Most critical information
systems are legacy software and/or composed of Commercial-Off-The-Shelf
(COTS) components. They are large-scale distributed systems and
consist of hundreds of computers geographically located nationally
or even globally based on wide area networks. Our Guardian project
[2] aims at enhancing the survivability of such
systems to tolerate failures and co-related malicious attacks while
minimizing the modification to the existing systems. The approach
we adopt is characterized by:
- A sensor- and actuator-driven control system framework. To minimize
the modification of existing systems and provide flexible and
relatively application independent survivability management, a
control system framework is adopted (Figure 1). It consists of
two major parts: sensor/actuator and control system. Sensors collect
failure, attack, performance, and other information about the
critical systems, and actuators execute functions to exert control
over the critical system to change its operation. The control
system obtains the required information from sensors, makes decisions
based on the survivability requirements of the system, and notifies
the actuators to do them. Sensors and actuators are implemented
as shells for the existing systems, requiring minimal modification.

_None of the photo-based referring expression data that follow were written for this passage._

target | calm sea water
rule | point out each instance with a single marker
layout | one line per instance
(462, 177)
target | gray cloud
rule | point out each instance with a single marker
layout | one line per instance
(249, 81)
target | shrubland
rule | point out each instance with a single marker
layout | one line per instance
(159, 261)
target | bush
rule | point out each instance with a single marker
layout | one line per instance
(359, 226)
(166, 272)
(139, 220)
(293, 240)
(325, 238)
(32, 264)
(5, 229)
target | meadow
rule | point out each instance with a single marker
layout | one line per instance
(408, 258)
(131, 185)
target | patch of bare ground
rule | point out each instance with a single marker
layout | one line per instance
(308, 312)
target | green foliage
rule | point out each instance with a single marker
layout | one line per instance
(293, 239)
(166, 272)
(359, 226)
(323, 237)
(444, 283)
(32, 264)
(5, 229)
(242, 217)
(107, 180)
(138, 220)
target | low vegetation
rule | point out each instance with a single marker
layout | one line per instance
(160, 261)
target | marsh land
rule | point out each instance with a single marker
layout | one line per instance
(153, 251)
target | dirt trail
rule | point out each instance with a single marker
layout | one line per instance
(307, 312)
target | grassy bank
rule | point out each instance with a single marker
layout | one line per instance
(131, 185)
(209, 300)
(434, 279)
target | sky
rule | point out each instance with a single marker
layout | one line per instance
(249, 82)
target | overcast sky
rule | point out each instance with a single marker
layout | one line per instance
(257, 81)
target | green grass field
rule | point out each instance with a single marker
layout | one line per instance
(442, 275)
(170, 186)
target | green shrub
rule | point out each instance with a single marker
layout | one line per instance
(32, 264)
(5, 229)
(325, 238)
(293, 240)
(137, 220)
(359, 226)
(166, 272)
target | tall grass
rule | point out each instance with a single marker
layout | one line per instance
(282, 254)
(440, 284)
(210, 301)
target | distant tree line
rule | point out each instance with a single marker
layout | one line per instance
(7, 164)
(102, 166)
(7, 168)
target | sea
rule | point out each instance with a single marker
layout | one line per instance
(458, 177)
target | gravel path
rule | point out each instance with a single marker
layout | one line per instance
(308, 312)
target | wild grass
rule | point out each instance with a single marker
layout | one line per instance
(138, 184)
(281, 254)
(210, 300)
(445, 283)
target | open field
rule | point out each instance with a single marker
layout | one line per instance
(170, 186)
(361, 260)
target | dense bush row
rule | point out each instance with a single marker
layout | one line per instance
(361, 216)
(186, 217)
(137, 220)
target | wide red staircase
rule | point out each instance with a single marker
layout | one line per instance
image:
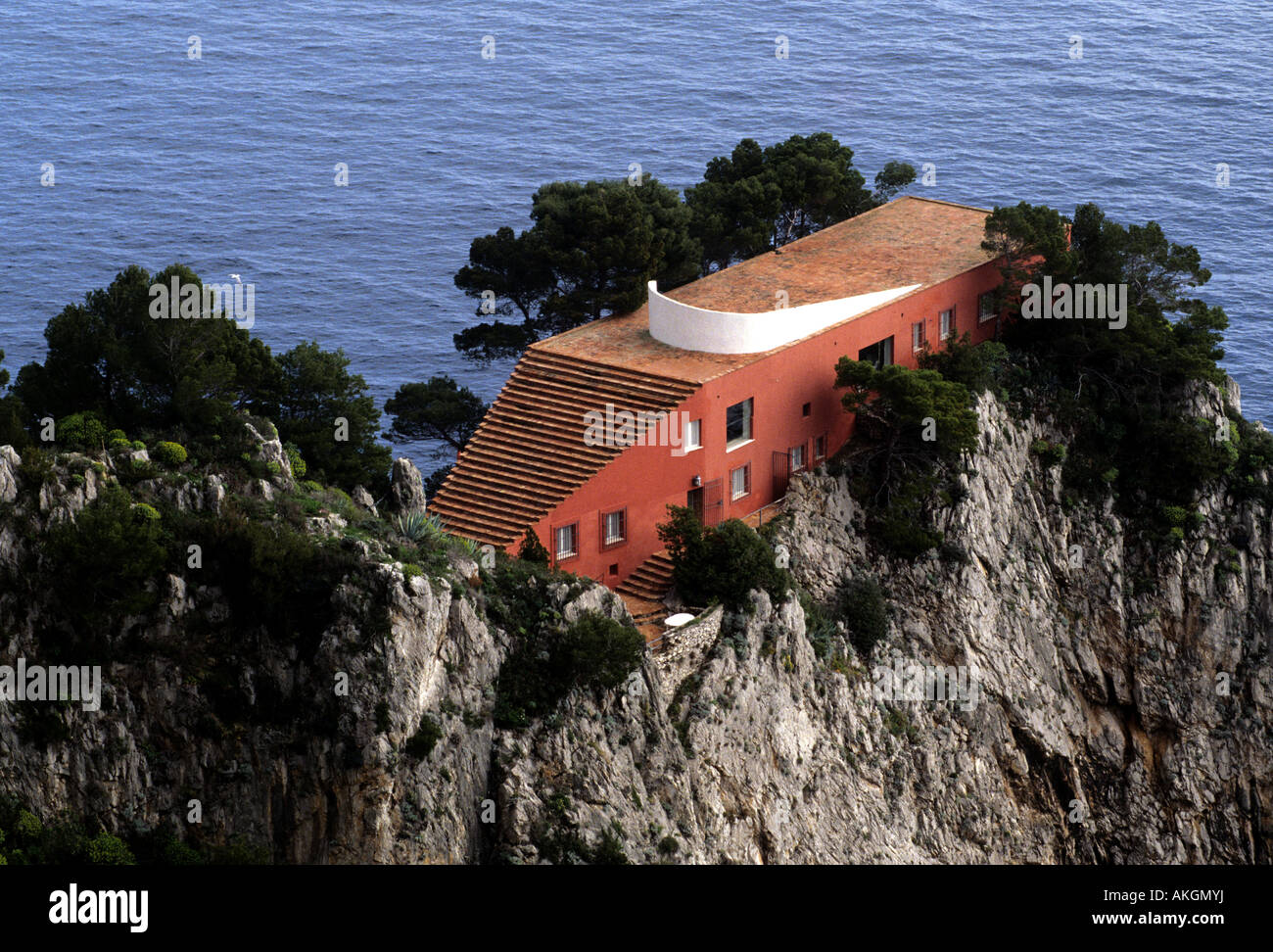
(650, 581)
(529, 453)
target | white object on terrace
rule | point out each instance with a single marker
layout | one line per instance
(730, 332)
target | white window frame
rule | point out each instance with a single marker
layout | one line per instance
(946, 322)
(918, 336)
(981, 314)
(573, 528)
(694, 442)
(747, 419)
(606, 539)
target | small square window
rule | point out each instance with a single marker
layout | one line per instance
(947, 323)
(737, 423)
(614, 528)
(985, 307)
(694, 434)
(568, 540)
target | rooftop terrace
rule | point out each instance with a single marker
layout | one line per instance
(911, 241)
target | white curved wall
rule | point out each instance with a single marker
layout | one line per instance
(725, 332)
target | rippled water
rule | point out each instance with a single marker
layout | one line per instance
(227, 163)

A shell is a layer of software that logically surrounds a software
artifact and either enforces some useful predicates on the state
of system of which the artifact is a component or supplements
the functionality of the artifact in some crucial way.
Figure 1. System framework.
- Survivability Specification. Critical systems are viewed and
analyzed from service perspectives, and the services are classified
quantitatively based on their inter-dependence and criticality
to the whole functions of the system. Failures and attacks are
assessed based on their kind, number of simultaneous occurrences,
and the places where they occur. The survivability requirements
are expressed in a set of predicates which indicate under what
sort of failures/attacks which services should be survived.
- Adaptive and dynamic service survivability management. Survivability
management is the process that keeps meeting the survivability
requirements in the face of changes in the system. The process
is composed of four phases: (1) Change Detection. It detects changes
(e.g. failures and attacks) that have happened in the system.
(2) Damage Assessment. It assesses the damage caused by the changes.
(3) System Adjustment. It isolates the failed services, activates
queuing mechanisms to buffer services requests directed to these
failed services, and slows down the whole system processing pace
in order to provide sufficient time for the next step to work
before the whole system crashes. (4) System Restoration and Adaptation.
Based on the damage to the system and applications, and the availability
of system resources, the control system decides if the damaged
services could be restored or the whole services may be reduced.
It determines which functions will be continued to provide, and
switches the application from one design configuration to another
according to the survivability requirements. Based on the history
of changes happened in the system, it changes the design configurations
of services adaptively to provide more survivability under a given
number of system resources. The adaptation is reflected in another
perspective as well: The above four phases may be used adaptively
for different services based on the criticality of the failed
services.
- Security issues. Secure control systems and sensors/actuators
are a critical issue that we address. A new vulnerability should
not be introduced with the presence of the control system framework.
The control system adopts a hierarchical distributed structure
to avoid single node failure and improve system performance. Authentication
is employed to identify control system components and the data
transferred between them is secured by encryption/decryption.
Control systems are running on separate computers, but the sensor/actuator
should reside with the application on the same machine. We are
investigating methods to secure the sensor/actuator in such an
environment.
There are many research
challenges involved, which include, for example:
(1) Generation of control systems from specifications,
(2) Scalability of control system architectures, and
(3) High assurance systems on the Internet.
We are now studying
the features of critical information systems, analyzing the feasibility
of the approach, proposing a systematic way to use the approach,
and applying it in a prototype system. The prototype system emulates
the payment system of the US banking system, whose survivability
is enhanced by our control system and sensor/actuator framework.
Even though its functions are limited, it shows the potential of
the approach, and provides a testbed for significant follow- on
research.
References
[1]
J. C. Knight, M. C. Elder, J. Flinn, and P. Marx, Summaries
of Three Critical Infrastructure Applications, Technical Report
CS-97-27, Department of Computer Science, University of Virginia,
December 1997.
[2]
J.C. Knight, R. W. Lubinsky, J. McHugh, and K. J. Sullivan, Architectural
Approaches to Information Survivability. Technical Report CS-97-25,
Department of Computer Science, University of Virginia, September
1997.
|